ただ、僕は「良いものは良い」ということを受け入れるアメリカ社会の「大雑把な楽観性」みたいなものが時に羨ましくなる。

ヨーロッパとも違う、乾いた空気みたいなものに、時に憧れを持ってしまう。

出過ぎた杭は打たれない?

同質性や、同調圧力が充満する社会にいる僕にとって、目立つということは負の側面を多分に含むものだ。

出る杭になる場合には、敵を作ることを覚悟しなければならない。

それに負けないくらい自己防衛的にならなければならない。

「いやいや、大谷選手くらいの圧倒的なパフォーマンスであれば、そうはならないんじゃない?」

出過ぎた杭は打たれない、とも言うし」

そんな声が聞こえてくる。

僕はそうは思わない。

間違った大人たちの振る舞い

あれくらいの圧倒的なパフォーマンスを上げても、あのくらいのナイスガイであっても、たぶん日本社会にいたままでは叩かれるのだ。

そこに僕たちが停滞したままである要因があるような気がしている。

彼がナイスガイであることは異論の余地がない。

でもナイスガイをナイスガイのまま受け入れる社会というのがアメリカの強さであるような気がしている。

翻って僕たちは、どこかしらの粗を探すことに血道を上げてばかりだ。

ネガティブな要因に目を向けてばかりだ。

嘲笑すること、失笑すること、それが大人の所作であると思っている人達ばかりの社会。

打ち上げられた打球が、日本特有の湿度によって失速して、センターフライになる社会。

それを嘲笑う社会。

変えることは不可能だろう。

でも、もしかしたら手の届く範囲であれば少しだけ変えることはできるかもしれない。

西海岸の乾いた空気みたいにはできなくても、除湿くらいはできるはずだ。

まずはそれを自分のチームから。

それではまた。

いい仕事をしましょう。


あとがき

自分が年を重ねてきて良いことの1つに、嫉妬心がなくなってきた、ということがあります。

僕は元来負けず嫌いな性格ではあるのですが、最近は好々爺のように、穏やかに才能のある若者を見守ることができているような気がしています。
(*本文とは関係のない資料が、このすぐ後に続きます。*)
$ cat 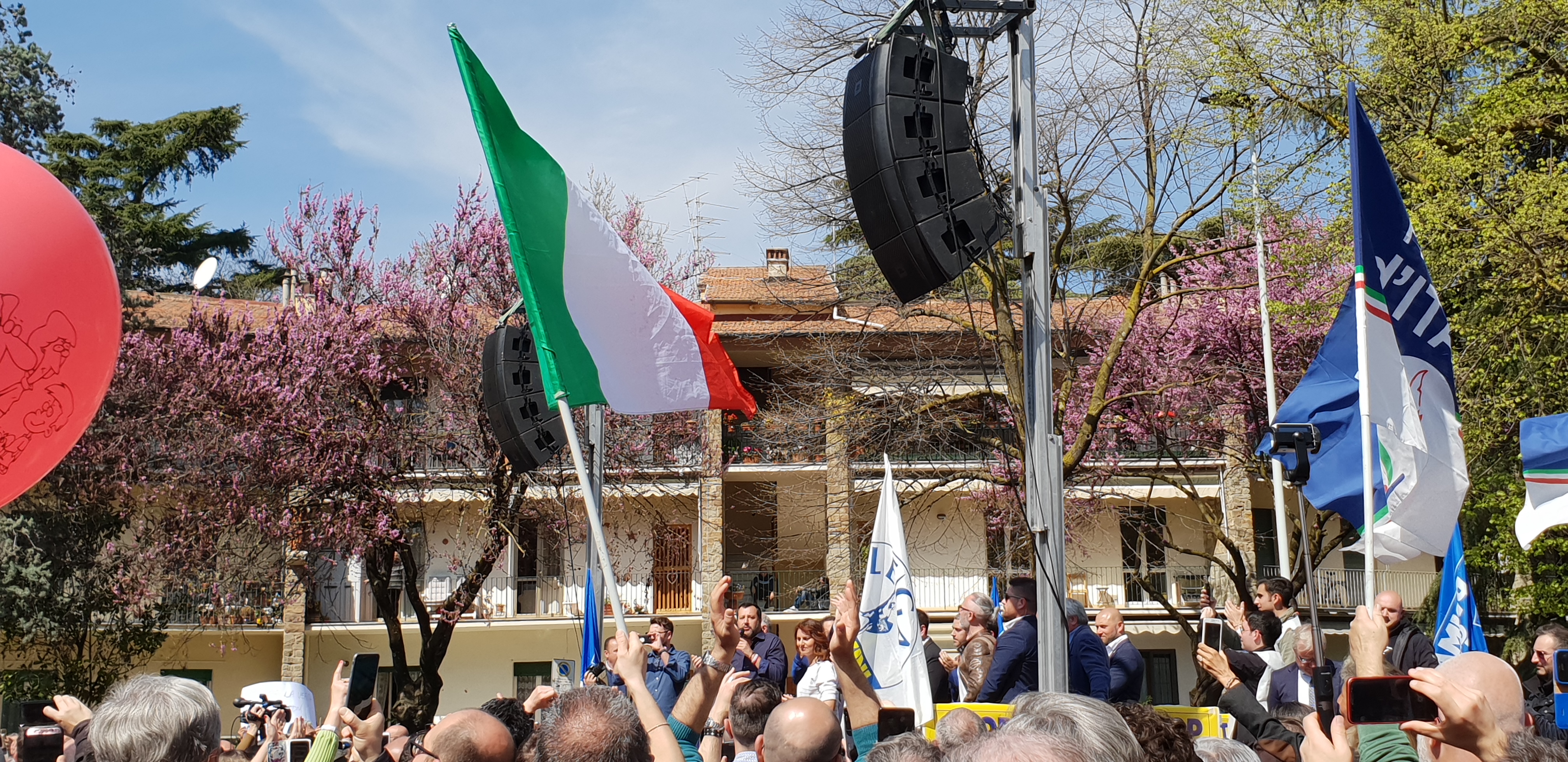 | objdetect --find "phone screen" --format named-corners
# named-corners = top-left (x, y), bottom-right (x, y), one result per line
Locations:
top-left (22, 701), bottom-right (55, 724)
top-left (1203, 619), bottom-right (1225, 651)
top-left (348, 654), bottom-right (381, 720)
top-left (877, 707), bottom-right (914, 742)
top-left (16, 724), bottom-right (66, 762)
top-left (1345, 677), bottom-right (1438, 724)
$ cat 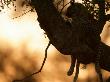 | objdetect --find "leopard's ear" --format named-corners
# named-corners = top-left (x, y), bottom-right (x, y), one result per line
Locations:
top-left (71, 0), bottom-right (75, 5)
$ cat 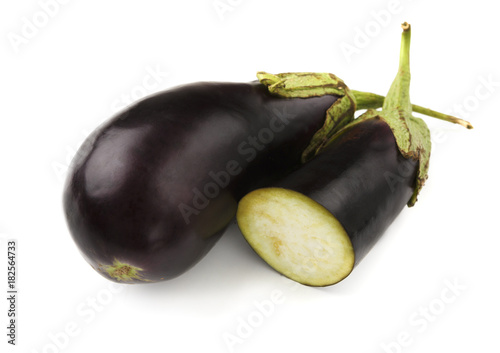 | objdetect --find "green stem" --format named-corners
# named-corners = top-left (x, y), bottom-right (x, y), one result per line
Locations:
top-left (382, 22), bottom-right (411, 116)
top-left (351, 90), bottom-right (473, 129)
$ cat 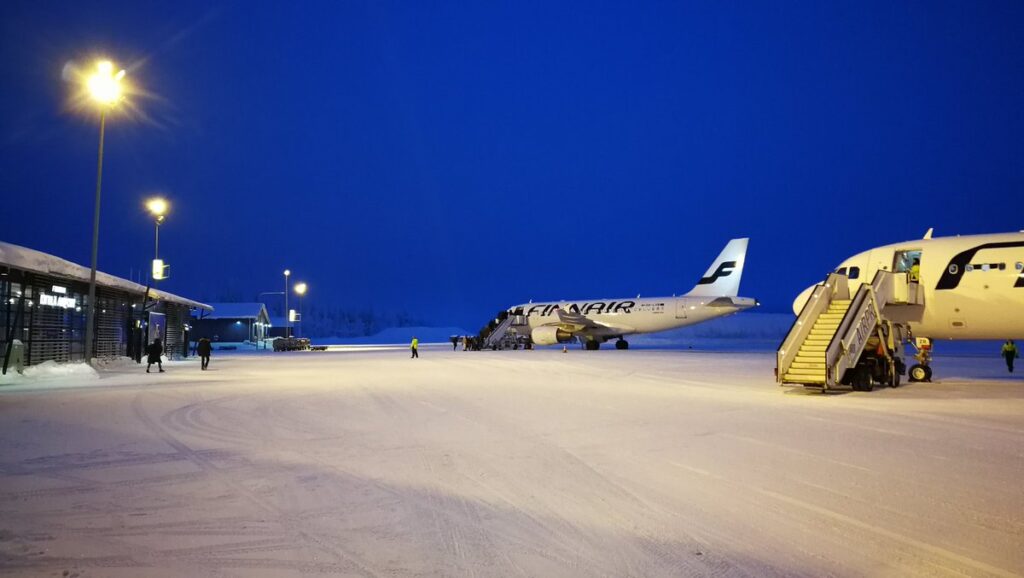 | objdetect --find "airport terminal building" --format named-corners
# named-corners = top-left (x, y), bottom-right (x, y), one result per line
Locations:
top-left (0, 242), bottom-right (213, 372)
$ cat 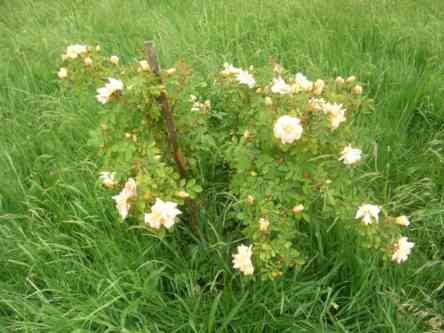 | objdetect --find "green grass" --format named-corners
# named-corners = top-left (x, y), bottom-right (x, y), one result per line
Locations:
top-left (0, 0), bottom-right (444, 333)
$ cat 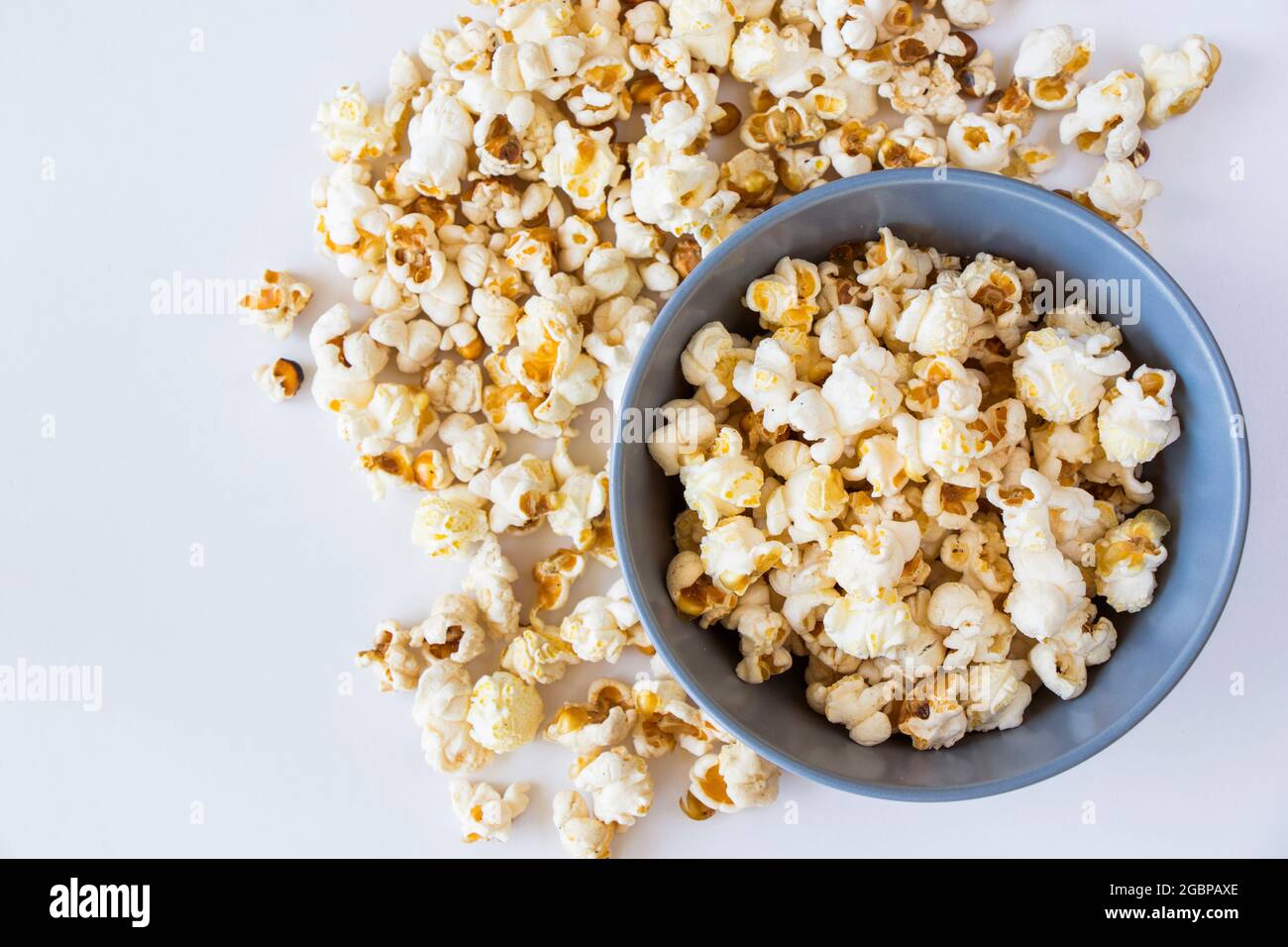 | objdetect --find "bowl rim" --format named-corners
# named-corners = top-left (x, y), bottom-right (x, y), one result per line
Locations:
top-left (609, 167), bottom-right (1252, 801)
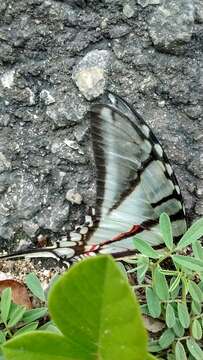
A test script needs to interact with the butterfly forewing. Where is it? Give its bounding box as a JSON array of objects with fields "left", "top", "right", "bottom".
[{"left": 90, "top": 94, "right": 186, "bottom": 249}]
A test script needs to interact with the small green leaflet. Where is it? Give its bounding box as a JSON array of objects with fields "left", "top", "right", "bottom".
[
  {"left": 192, "top": 319, "right": 202, "bottom": 340},
  {"left": 153, "top": 266, "right": 169, "bottom": 300},
  {"left": 188, "top": 280, "right": 203, "bottom": 304},
  {"left": 159, "top": 329, "right": 175, "bottom": 349},
  {"left": 166, "top": 303, "right": 176, "bottom": 328},
  {"left": 178, "top": 303, "right": 190, "bottom": 329},
  {"left": 1, "top": 288, "right": 11, "bottom": 323},
  {"left": 133, "top": 236, "right": 161, "bottom": 259},
  {"left": 25, "top": 273, "right": 46, "bottom": 301},
  {"left": 146, "top": 287, "right": 161, "bottom": 318},
  {"left": 176, "top": 219, "right": 203, "bottom": 250},
  {"left": 159, "top": 213, "right": 173, "bottom": 250},
  {"left": 175, "top": 341, "right": 187, "bottom": 360}
]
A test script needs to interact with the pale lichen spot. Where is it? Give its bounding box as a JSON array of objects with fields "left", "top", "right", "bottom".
[
  {"left": 154, "top": 144, "right": 163, "bottom": 157},
  {"left": 175, "top": 185, "right": 180, "bottom": 194}
]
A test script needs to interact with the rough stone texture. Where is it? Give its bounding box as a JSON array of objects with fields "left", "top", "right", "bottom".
[
  {"left": 149, "top": 0, "right": 195, "bottom": 52},
  {"left": 73, "top": 50, "right": 110, "bottom": 100},
  {"left": 0, "top": 0, "right": 203, "bottom": 247}
]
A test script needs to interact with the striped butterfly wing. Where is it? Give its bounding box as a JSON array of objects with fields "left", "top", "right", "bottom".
[
  {"left": 86, "top": 93, "right": 187, "bottom": 254},
  {"left": 0, "top": 93, "right": 187, "bottom": 265}
]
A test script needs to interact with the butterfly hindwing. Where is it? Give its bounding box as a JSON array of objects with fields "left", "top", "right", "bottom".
[{"left": 90, "top": 93, "right": 186, "bottom": 248}]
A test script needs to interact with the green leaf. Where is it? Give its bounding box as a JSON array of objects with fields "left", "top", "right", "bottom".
[
  {"left": 188, "top": 281, "right": 203, "bottom": 303},
  {"left": 22, "top": 307, "right": 47, "bottom": 324},
  {"left": 0, "top": 331, "right": 6, "bottom": 344},
  {"left": 159, "top": 329, "right": 175, "bottom": 349},
  {"left": 178, "top": 303, "right": 190, "bottom": 329},
  {"left": 191, "top": 301, "right": 202, "bottom": 315},
  {"left": 146, "top": 354, "right": 157, "bottom": 360},
  {"left": 49, "top": 256, "right": 146, "bottom": 360},
  {"left": 175, "top": 341, "right": 187, "bottom": 360},
  {"left": 176, "top": 219, "right": 203, "bottom": 250},
  {"left": 2, "top": 331, "right": 88, "bottom": 360},
  {"left": 172, "top": 255, "right": 203, "bottom": 272},
  {"left": 1, "top": 288, "right": 12, "bottom": 323},
  {"left": 148, "top": 340, "right": 161, "bottom": 352},
  {"left": 173, "top": 319, "right": 185, "bottom": 337},
  {"left": 146, "top": 287, "right": 161, "bottom": 318},
  {"left": 8, "top": 306, "right": 26, "bottom": 328},
  {"left": 169, "top": 273, "right": 181, "bottom": 292},
  {"left": 25, "top": 273, "right": 46, "bottom": 301},
  {"left": 153, "top": 266, "right": 169, "bottom": 300},
  {"left": 192, "top": 241, "right": 203, "bottom": 260},
  {"left": 137, "top": 256, "right": 149, "bottom": 284},
  {"left": 14, "top": 321, "right": 39, "bottom": 336},
  {"left": 186, "top": 338, "right": 203, "bottom": 360},
  {"left": 166, "top": 303, "right": 176, "bottom": 328},
  {"left": 133, "top": 236, "right": 161, "bottom": 259},
  {"left": 192, "top": 319, "right": 202, "bottom": 340},
  {"left": 159, "top": 213, "right": 173, "bottom": 250}
]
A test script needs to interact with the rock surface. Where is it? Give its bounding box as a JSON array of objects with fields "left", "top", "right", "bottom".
[
  {"left": 149, "top": 0, "right": 195, "bottom": 52},
  {"left": 0, "top": 0, "right": 203, "bottom": 247}
]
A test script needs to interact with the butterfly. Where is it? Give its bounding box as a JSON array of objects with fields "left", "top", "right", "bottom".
[{"left": 0, "top": 92, "right": 187, "bottom": 266}]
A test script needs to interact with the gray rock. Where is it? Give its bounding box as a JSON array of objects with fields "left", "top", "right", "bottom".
[
  {"left": 149, "top": 0, "right": 195, "bottom": 52},
  {"left": 194, "top": 0, "right": 203, "bottom": 24},
  {"left": 123, "top": 1, "right": 135, "bottom": 19},
  {"left": 36, "top": 199, "right": 69, "bottom": 232},
  {"left": 137, "top": 0, "right": 161, "bottom": 8},
  {"left": 72, "top": 50, "right": 110, "bottom": 100},
  {"left": 0, "top": 0, "right": 200, "bottom": 250}
]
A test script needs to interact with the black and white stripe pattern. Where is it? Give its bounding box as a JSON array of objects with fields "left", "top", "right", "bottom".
[{"left": 0, "top": 93, "right": 187, "bottom": 265}]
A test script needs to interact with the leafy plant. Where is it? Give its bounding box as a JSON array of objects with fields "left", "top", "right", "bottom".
[
  {"left": 2, "top": 256, "right": 155, "bottom": 360},
  {"left": 0, "top": 274, "right": 47, "bottom": 344},
  {"left": 133, "top": 213, "right": 203, "bottom": 360}
]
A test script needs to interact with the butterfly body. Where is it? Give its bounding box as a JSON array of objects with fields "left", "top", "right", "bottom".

それは自分に自信が出てきた、ということの裏返しなのかもしれません。

僕は若い人達が、その才能を潰されることなく、伸び伸びと活躍できるチームを作りたいと思っています。

取り敢えず一旦乗っかる、という気持ちを忘れずに、これからも働いていくつもりです。

面白いことを面白がっていきましょう。